When: Through June 17
Where: Wallenstein Gardens, Jerusalem Synagogue
Admission: All the events are free
For a complete schedule, check www.9bran.cz (Czech only)

COURTESY PHOTO
Okar Murat Ozturk brings a Turkish take on Jewish music to this year's festival.
enlarge
The Nine Gates festival is already under way, starting inconveniently between Prague Post deadlines. But there’s still time to catch plenty of great music.
The festival is the brainchild of television journalist Pavel Chalupa, who started it in 2000 as a way of reviving and strengthening Prague’s Jewish cultural heritage. “Jewish culture is not a ‘dead’ phenomenon,” Chalupa says. “We want the public to know that it is alive and well.”
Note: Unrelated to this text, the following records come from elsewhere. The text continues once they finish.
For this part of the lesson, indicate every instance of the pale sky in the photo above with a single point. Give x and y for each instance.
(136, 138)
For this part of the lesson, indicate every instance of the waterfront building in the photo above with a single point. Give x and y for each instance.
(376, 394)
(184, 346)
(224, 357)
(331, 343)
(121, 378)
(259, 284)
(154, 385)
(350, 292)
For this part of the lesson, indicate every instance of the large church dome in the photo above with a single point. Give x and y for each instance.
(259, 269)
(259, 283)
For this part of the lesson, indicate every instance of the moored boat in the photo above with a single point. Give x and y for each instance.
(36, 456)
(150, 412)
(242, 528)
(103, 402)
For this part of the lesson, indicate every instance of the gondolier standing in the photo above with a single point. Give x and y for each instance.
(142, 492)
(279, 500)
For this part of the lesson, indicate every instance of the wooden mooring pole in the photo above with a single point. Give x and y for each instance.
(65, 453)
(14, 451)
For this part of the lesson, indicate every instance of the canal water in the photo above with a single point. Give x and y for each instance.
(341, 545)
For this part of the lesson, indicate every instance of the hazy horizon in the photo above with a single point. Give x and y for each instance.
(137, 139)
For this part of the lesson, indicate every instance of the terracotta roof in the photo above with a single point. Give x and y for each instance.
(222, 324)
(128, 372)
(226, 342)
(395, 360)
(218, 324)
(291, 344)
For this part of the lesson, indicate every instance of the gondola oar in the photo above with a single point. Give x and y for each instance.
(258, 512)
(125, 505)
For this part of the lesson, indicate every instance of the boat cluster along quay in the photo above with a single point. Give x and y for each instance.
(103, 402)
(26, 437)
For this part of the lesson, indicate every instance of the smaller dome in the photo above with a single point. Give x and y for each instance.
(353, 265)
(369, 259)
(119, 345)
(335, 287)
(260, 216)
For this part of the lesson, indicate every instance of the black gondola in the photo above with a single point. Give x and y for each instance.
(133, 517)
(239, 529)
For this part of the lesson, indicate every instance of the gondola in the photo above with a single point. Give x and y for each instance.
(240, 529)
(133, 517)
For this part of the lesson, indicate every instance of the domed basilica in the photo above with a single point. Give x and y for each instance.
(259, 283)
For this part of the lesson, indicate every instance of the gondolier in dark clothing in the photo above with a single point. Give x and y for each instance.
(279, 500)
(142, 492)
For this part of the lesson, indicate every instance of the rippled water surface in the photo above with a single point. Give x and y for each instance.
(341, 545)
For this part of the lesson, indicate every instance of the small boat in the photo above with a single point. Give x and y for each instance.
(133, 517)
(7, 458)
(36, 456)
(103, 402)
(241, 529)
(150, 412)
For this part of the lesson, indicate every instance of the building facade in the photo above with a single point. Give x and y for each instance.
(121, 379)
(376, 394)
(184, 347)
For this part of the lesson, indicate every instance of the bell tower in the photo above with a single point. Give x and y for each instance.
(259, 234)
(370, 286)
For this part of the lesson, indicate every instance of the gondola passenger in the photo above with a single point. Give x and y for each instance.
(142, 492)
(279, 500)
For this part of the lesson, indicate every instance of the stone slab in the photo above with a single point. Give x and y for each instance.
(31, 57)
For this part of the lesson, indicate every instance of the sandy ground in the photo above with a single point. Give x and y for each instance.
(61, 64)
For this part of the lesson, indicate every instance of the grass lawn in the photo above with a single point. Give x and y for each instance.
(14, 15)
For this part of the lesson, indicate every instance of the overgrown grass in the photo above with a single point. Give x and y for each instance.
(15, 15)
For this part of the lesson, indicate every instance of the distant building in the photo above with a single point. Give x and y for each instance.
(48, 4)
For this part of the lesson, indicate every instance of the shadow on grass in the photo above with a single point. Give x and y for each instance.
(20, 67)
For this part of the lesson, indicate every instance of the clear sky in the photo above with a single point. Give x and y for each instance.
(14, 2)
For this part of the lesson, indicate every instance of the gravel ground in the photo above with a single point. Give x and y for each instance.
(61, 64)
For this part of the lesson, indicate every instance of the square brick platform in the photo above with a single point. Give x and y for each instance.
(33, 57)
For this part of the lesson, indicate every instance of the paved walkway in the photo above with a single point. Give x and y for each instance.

Certainly the festival is alive and well. What began as a local music event has grown into a multimedia affair that now includes theater productions , a photo exhibition, literary discussions and a music lineup that ranges from classical to klezmer, with performers coming from further abroad every year. Unfortunately, there’s no accommodation for English speakers in the literary, art and theater events. But the music program is accessible to anyone, and features a great theme this year.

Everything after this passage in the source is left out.